Temperature – a measure of the average kinetic energy of the particles.
Specific heat capacity ($c$) – the amount of energy required to raise the temperature of 1 kg of a substance by 1 K.
Mathematical Relationship
The change in internal energy for a closed system with no work done is given by
$$\Delta U = Q$$
where $Q$ is the heat added. For a uniform substance:
$$\Delta U = mc\Delta T$$
Here $m$ is the mass, $c$ the specific heat capacity and $\Delta T$ the temperature change.
Derivation
Start with the definition of heat capacity: $C = \frac{Q}{\Delta T}$.
For a mass $m$, the specific heat capacity is $c = \frac{C}{m}$, so $C = mc$.
Substituting $C$ into the first equation gives $Q = mc\Delta T$.
Since $\Delta U = Q$ for a process with no work, we obtain $\Delta U = mc\Delta T$.
Example Calculation
How much does the internal energy of a 2.0 kg aluminium block increase when its temperature rises from $20^\circ\text{C}$ to $80^\circ\text{C}$? (Aluminium $c = 900\ \text{J kg}^{-1}\text{K}^{-1}$.)
Calculate the temperature change: $\Delta T = 80 - 20 = 60\ \text{K}$.
The internal energy of the block increases by $1.08\times10^{5}\ \text{J}$.
Table of Common Specific Heat Capacities
Material
Specific heat capacity $c$ (J kg⁻¹ K⁻¹)
Water
4180
Aluminium
900
Iron
450
Copper
385
Glass
840
Conceptual Questions
Why does the internal energy increase even though the macroscopic shape of the object does not change?
How would the relationship change if the object does work on its surroundings while heating?
Explain why gases generally have higher specific heat capacities per mole than solids.
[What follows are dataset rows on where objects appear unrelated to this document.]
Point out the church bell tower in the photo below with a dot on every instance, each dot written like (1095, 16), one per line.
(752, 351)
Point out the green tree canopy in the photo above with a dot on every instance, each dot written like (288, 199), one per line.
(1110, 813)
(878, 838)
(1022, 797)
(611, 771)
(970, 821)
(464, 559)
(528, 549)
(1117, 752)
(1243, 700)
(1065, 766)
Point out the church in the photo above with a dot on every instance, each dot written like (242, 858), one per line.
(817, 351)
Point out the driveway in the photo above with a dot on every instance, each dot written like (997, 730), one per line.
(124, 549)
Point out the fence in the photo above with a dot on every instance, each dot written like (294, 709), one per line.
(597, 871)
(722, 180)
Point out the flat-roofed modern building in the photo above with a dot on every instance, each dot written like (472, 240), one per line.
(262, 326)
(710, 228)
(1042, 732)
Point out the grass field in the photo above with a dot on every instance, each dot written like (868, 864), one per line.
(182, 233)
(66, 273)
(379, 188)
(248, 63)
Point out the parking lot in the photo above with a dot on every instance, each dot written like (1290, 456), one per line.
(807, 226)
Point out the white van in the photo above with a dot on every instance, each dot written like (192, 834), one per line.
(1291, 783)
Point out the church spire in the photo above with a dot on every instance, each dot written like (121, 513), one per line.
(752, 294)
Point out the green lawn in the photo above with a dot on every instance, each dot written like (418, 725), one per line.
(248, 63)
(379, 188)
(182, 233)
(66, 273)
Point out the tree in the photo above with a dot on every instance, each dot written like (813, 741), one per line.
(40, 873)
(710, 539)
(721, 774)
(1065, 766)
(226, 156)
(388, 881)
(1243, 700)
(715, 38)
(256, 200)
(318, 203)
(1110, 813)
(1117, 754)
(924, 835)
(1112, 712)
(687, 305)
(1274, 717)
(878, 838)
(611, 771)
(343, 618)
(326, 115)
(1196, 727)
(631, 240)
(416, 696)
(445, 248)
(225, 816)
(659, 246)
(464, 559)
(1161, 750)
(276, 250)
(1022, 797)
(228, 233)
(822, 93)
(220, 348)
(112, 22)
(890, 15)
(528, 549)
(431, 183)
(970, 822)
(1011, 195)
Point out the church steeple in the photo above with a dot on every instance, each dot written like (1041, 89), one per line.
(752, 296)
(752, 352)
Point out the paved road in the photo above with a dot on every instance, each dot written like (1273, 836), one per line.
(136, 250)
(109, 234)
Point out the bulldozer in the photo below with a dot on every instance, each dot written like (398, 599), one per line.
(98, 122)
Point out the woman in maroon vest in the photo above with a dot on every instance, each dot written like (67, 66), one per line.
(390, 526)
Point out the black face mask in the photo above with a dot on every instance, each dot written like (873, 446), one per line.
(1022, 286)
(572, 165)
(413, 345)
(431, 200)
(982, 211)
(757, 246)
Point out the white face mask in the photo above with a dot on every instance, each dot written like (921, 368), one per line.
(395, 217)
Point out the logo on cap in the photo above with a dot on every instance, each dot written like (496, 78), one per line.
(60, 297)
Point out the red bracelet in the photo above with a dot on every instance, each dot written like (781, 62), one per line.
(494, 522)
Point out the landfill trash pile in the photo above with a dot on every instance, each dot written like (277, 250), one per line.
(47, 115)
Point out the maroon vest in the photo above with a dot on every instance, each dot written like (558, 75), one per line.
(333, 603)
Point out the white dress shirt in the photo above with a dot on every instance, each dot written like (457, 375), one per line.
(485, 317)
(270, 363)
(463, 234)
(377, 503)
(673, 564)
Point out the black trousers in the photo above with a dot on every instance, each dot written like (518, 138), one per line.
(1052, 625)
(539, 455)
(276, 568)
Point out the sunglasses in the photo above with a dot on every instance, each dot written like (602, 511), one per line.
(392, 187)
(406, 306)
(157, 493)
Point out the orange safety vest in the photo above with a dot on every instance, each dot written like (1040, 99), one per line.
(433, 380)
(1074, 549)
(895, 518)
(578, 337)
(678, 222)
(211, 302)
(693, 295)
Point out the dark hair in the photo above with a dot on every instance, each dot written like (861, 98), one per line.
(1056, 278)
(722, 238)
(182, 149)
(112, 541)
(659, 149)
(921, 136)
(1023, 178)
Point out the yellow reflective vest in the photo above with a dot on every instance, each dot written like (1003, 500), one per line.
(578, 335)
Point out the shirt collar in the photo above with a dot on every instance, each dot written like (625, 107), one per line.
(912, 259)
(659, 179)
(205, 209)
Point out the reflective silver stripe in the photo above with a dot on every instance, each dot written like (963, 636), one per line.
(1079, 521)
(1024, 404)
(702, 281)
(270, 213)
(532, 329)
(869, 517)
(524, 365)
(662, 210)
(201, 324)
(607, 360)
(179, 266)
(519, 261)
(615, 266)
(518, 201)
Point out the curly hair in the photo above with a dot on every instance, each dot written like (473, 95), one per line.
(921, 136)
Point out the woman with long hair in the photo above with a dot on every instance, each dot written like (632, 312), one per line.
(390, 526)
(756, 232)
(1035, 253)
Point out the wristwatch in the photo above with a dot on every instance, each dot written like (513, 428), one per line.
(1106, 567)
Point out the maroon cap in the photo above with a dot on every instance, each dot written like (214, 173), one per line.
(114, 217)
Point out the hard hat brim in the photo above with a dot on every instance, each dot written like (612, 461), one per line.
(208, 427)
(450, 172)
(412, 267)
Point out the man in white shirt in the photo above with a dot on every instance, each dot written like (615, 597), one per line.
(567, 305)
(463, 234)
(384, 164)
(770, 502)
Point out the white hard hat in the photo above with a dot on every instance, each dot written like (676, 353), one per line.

Suggested diagram: A block being heated, showing heat flow $Q$, temperature rise $\Delta T$, and the resulting increase in internal energy $\Delta U = mc\Delta T$.
Summary
For a closed system where no work is done, a rise in temperature directly reflects an increase in internal energy. The quantitative link is $\Delta U = mc\Delta T$, where $c$ encapsulates the microscopic ability of the material to store thermal energy.